New Jersey set new single-month record for installed solar capacity and number of installations in June, the state Department of Environmental Protection announced on Monday.
The activity brings the state's installed solar capacity to more than 380 MW generated from over 10,000 solar arrays statewide, something the DEP maintains is a new milestone.
"Reaching 10,000 solar installations in New Jersey demonstrates this administration's commitment to continue to promote and expand the state's solar industry and is a critical element of our long-term energy strategy," Gov. Chris Christie said in a statement. "This ground-breaking achievement is the latest example of New Jersey's leadership as one of the largest and fastest growing solar energy markets in the United States."
New Jersey is second in the nation in both installed solar capacity and number of installations, the DEP said. Only California has more. As of June 30, New Jersey has 10,086 solar energy array projects installed across the state providing over 380 MW of installed capacity, due in large part to the state's Solar Renewable Energy Certificate (SREC) Registration Program.
During June, 520 solar projects totaling over 40 MW of capacity were installed, representing the most projects and the largest amount of solar capacity installed in one month.Recent projects include the largest rooftop solar array in the country at the Gloucester Marine Terminal with its over 9MW and 27,528 photovoltaic rooftop panels covering 1.1 million square feet as well as Avidan Management's installation of 17,745 solar panels, which will represent 4.26 MW of solar capacity at its company-owned facility in Edison. The 4.26 MW system will produce more than 5 million kilowatt hours annually and is expected to reduce carbon emissions of approximately 3,750 tons yearly.
"Solar energy is more than just a form of clean distributed generation,” state Public Utilities President Lee A. Solomon said. “These projects provide an opportunity for the involved business to improve its bottom line and grow in New Jersey, stimulating economic development."
Christie has called for increased solar projects on landfills and brownfields as an important element of his draft 2011 Energy Master Plan. Last year, he signed legislation exempting solar panels from certain land use restrictions, identifying solar energy developments as an environmentally important land use.
The state Meadowlands Commission recently began construction on a project to transform a closed landfill into a productive solar farm that will generate up to 3 megawatts of electricity. The solar installation project at the 1A Landfill in Kearny is a joint effort between the commission, SunDurance Energy and Public Service Electric & Gas Co. The grid-connected solar installation will feature 12,506 solar panels mounted on 13 acres atop the 35-acre landfill.

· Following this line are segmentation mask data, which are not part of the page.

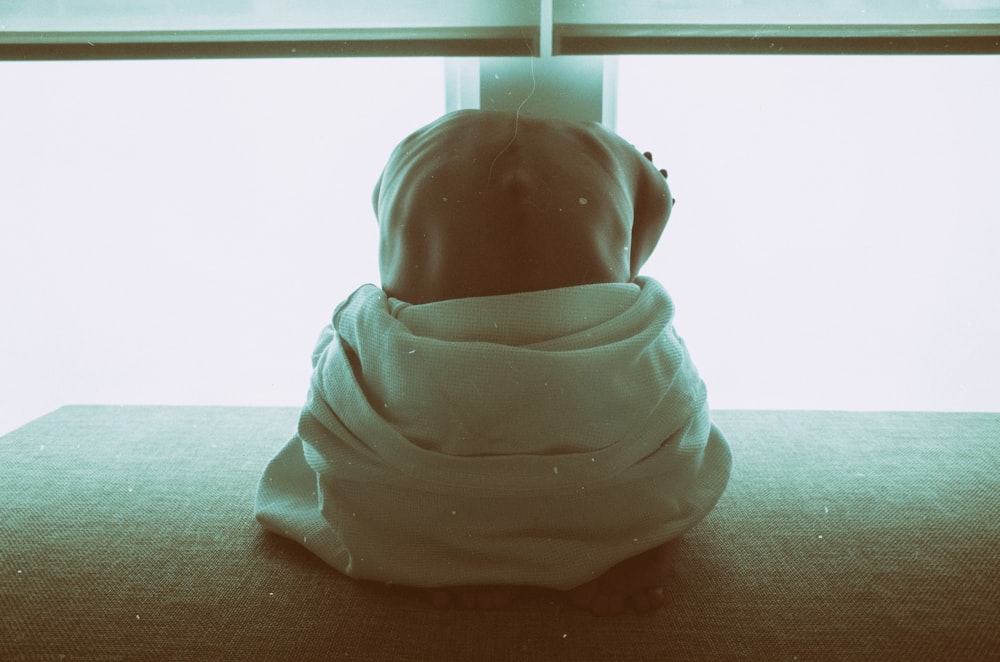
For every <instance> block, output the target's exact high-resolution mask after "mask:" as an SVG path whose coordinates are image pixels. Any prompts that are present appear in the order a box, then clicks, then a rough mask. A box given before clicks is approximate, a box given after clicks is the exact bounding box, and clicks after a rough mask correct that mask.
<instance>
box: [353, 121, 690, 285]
mask: <svg viewBox="0 0 1000 662" xmlns="http://www.w3.org/2000/svg"><path fill="white" fill-rule="evenodd" d="M372 204H373V207H374V209H375V215H376V217H377V219H378V222H379V226H380V246H379V269H380V272H381V277H382V287H383V288H384V289H385V290H386V292H387V293H388V294H390V295H391V296H394V297H396V298H398V299H401V300H403V301H408V302H410V303H425V302H429V301H439V300H443V299H455V298H461V297H469V296H489V295H495V294H509V293H513V292H526V291H533V290H544V289H552V288H557V287H568V286H572V285H584V284H591V283H609V282H628V281H631V280H632V279H633V278H635V276H636V275H638V273H639V269H640V268H641V267H642V265H643V264H644V263H645V262H646V260H647V259H648V258H649V256H650V254H651V253H652V252H653V249H654V248H655V247H656V243H657V241H658V240H659V238H660V234H661V233H662V232H663V228H664V227H665V226H666V223H667V219H668V218H669V216H670V211H671V207H672V199H671V197H670V191H669V189H668V187H667V184H666V181H665V178H664V177H663V175H662V174H661V173H660V171H658V170H657V169H656V167H655V166H654V165H653V164H652V163H651V162H650V161H649V160H648V159H647V158H645V157H644V156H643V155H642V154H641V153H639V152H638V151H637V150H636V149H635V148H634V147H633V146H632V145H630V144H629V143H627V142H626V141H624V140H623V139H622V138H620V137H619V136H617V135H615V134H614V133H612V132H610V131H608V130H607V129H605V128H604V127H602V126H601V125H599V124H596V123H580V122H566V121H562V120H553V119H540V118H533V117H523V116H522V117H517V116H515V115H514V114H513V113H500V112H491V111H478V110H465V111H458V112H455V113H450V114H448V115H445V116H444V117H442V118H441V119H439V120H437V121H436V122H433V123H432V124H429V125H428V126H426V127H424V128H422V129H420V130H418V131H416V132H415V133H413V134H411V135H410V136H409V137H407V138H406V139H405V140H403V142H402V143H400V144H399V146H398V147H397V148H396V149H395V151H394V152H393V153H392V156H391V157H390V158H389V162H388V164H387V165H386V167H385V170H384V171H383V172H382V175H381V177H380V178H379V181H378V183H377V184H376V186H375V191H374V194H373V198H372Z"/></svg>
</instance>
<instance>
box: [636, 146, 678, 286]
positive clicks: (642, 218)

In June, the commission leased the 13 acres to SunDurance Energy, which will build the solar array. PSE&G will purchase the solar farm just prior to completion and take over the lease from SunDurance. The utility will own and operate the facility as part of its Solar 4 All program. The solar farm is expected to be placed in service during the fourth quarter of 2011. Installation of solar panels is expected to begin later this summer.
In addition to its solar landfill project, this year the commission will construct a solar canopy over its administration building parking lot. The canopy will generate approximately 20 percent of the electricity needs of the headquarters.
New Jersey had one of the strongest growth markets for solar energy installations in 2010 and in the first quarter of 2011. For the first quarter of 2011, New Jersey installed 42 MW of solar, representing 49 percent growth over first quarter 2010. The state has primarily become a market for non-residential projects over 100 kW and most growth over the past few quarters has been in larger projects over 1 MW. In addition, New Jersey has the nation's most robust and mature SREC market, along with the best availability for long-term SREC contracts, which make project financing much easier to obtain.
"Solar energy, along with clean, in-state power generation from offshore wind, natural gas and nuclear, and new technologies such as alternatively fueled vehicles is a key component of a greener, more affordable vision for New Jersey's energy future," DEP Commissioner Bob Martin said. "The draft 2011 Energy Master Plan reinforces the Christie administration's commitment to promoting solar where it makes both environmental and economic sense, expanding implementation of commercial and industrial solar projects."
Jeff Tittel, New Jersey Sierra Club director, is unimpressed with the solar energy statistics offered by the DEP.
“While the Christie administration is celebrating our latest achievement on solar energy, his administration is dismantling the programs that made this possible,” Tittel said. “New Jersey now has 10,000 solar arrays producing 380 MW of clean, renewable energy but Governor Christie’s energy policies are jeopardizing New Jersey’s continued clean energy leadership.
“Forty MW were installed in June showing we are exceeding the goals of the 2008 energy master plan. Governor Christie’s revised energy master plan abandons our state’s clean energy goals in favor of increased dependence on polluting fossil fuels,” Tittel said. “New Jersey was on track to meet the aggressive clean energy goals outlined in the 2008 energy master plan, but weakening these standards will cost the state green jobs and economic stability, critical pollution reductions, and energy independence.